Papa Ratzinger sees in the Cure d'Ars the hero of true resistance. "He lived, first of all, during his youth, in heroic clandestinity, walking miles at night in order to take part in Holy Mass. Later, as priest, he distinguished himself by singular and fruitful pastoral creativity, intended to show that the reigning rationalism was in fact far from able to satisfy the authentic needs of man and thus, definitively, not livable".

The authentic needs of man were not met by 19th-century rationalism any more than they are by today's relativism which also translates to "it is forbidden to forbid".

The Pope concluded:

"Rationalism was inadequate because it did not take into account human limitations and claimed to elevate reason alone as the measure for all things, transforming it into a goddess.

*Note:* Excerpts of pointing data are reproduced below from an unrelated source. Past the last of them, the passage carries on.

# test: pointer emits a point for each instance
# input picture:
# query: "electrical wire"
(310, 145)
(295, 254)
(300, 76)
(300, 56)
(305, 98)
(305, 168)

"Contemporary relativism diminishes reason because it has come to affirm that the human being can know nothing with certainty beyond what science can know positively.

"But today, like then, the man 'who is a mendicant for meaning and fulfillment' is in constant search for exhaustive answers to the fundamental questions that present themselves ceaselessly".

The expression "mendicant for meaning and fulfillment' comes from Don Luigi Giussani [founder of Comunione e Liberazione'] whose figure stands out as one of the sources for the Magisterium of this Pope.

Let us see if the Pope's defense of reason in the name of faith will awaken some intellectual honesty in the torpor of August.